- Other names: Orofaciomandibular dystonia, lingual dystonia, orofacial buccal dystonia, jaw dystonia, adult onset facial dystonia, and cranial dystonia.
- Specialty: Neurology

= Oromandibular dystonia =

Oromandibular dystonia (OMD) is an uncommon focal neurological condition affecting the jaws, face, and mouth. Oromandibular dystonia is characterized by involuntary spasms of the tongue, jaw, and mouth muscles that result in bruxism, or grinding of the teeth, and jaw closure. These conditions frequently lead to secondary dental wear as well as temporomandibular joint syndrome. In addition, problems with chewing, speaking, and swallowing may result from jaw opening, involuntary tongue movements, or jaw deviation.

Meige's syndrome is the combination of upper facial dystonic movements, blepharospasm, and OMD.

While the use of oral appliances has been documented, effective management typically consists of a combination of physiotherapy, oral medications, and botulinum toxin injections.

==Signs and symptoms==
Clinical manifestations vary depending on the muscles involved, the extent of OMD, and its distribution. Impaired mastication, dysphagia, dysphonia (alteration of speech), mandibular disorders (TMD) such as open locks, unconscious mandibular opening and closing, and pulling and twisting of the mandible forward or laterally are examples of dysfunctions.

Indications of dystonic spasms include platysma spasms, mouth corner retractions, tongue dyskinesia, bruxism, lip pursing or sucking, facial grimacing, and nasal contractions. Breathing issues or dysarthria are also infrequently reported.

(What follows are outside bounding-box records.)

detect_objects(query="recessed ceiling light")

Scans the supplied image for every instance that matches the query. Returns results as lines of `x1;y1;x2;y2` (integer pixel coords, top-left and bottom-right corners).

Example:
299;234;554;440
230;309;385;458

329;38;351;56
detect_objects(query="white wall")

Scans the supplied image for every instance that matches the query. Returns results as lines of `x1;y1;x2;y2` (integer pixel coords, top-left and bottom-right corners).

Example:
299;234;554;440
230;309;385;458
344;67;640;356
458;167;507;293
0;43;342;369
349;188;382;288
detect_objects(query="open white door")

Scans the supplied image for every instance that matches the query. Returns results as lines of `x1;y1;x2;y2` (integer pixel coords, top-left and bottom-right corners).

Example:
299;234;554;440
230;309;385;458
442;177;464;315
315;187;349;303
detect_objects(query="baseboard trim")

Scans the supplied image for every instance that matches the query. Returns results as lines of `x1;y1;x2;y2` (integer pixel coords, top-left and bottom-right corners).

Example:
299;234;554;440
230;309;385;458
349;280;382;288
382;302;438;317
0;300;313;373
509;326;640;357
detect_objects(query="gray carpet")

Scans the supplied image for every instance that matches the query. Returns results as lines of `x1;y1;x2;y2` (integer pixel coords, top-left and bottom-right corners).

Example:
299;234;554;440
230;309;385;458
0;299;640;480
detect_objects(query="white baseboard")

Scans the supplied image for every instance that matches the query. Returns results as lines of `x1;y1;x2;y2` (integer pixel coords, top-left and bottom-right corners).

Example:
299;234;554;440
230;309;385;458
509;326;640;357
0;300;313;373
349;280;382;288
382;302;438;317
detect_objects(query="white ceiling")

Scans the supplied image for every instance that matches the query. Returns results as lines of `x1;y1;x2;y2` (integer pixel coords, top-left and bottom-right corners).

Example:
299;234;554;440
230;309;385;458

The onset of symptoms is more common in women and typically occurs between the ages of 40 and 70. The symptoms only show up when speaking or masticating, for example. Typically, patients list stress, talking, chewing, praying, and chewing objects as triggers. Routine lab tests are typically normal. Most of the time, it is reported that poor oral function is linked to social embarrassment, a lower quality of life, depression, and weight loss.

==Causes==
OMD can be acquired, inherited, or idiopathic. The clinical presentation of a more complicated degenerative movement disorder may include inherited OMD. Patients with inherited focal OMD have also been documented to have dystonia type 6, dystonia type 4, and dystonia type 16. Medication-induced OMD is the most prevalent type of acquired OMD. Although there have been several reports of OMD cases following dental work, it is still unknown whether these procedures are linked to the onset of dystonic symptoms. Similarly, it is unknown how much peripheral trauma contributes to OMD risk.

==Diagnosis==
Because OMD can manifest in a variety of ways and to varying degrees, diagnosing it is a clinical and challenging process. Since there is no medical test that can diagnose it, the diagnosis is made based on the patient's medical history, physical examination, neurological examination, and intramuscular electromyography (EMG) confirmation.

Hemifacial spasm, psychological disorders, and TMJ disorders (such as bruxism or spontaneous condylar dislocation) are included in the differential diagnosis.

==Treatment==
The effectiveness of the different medications currently used to treat dystonia is not well-documented. Nonetheless, lithium, levodopa, dopamine receptor antagonists, carbamazepine, anticonvulsants, antiparkinson drugs, benzodiazepines, baclofen, and anticholinergic are a few of the medications used to treat OMD.

It is believed that over time, physiotherapy will encourage brain rewiring, which will lessen dystonic movements. This response is widely recognized among musicians.

Injections of botulinum neurotoxins (BoNT), a potent neurotoxin that inhibits acetylcholine release at the presynaptic junction and causes transient chemical denervation of skeletal muscles, are a promising treatment for OMD.

==Epidemiology==
OMD is thought to affect 68.9 cases per million people. OMD typically manifests itself during the sixth decade of life. Almost twice as many women as men are impacted.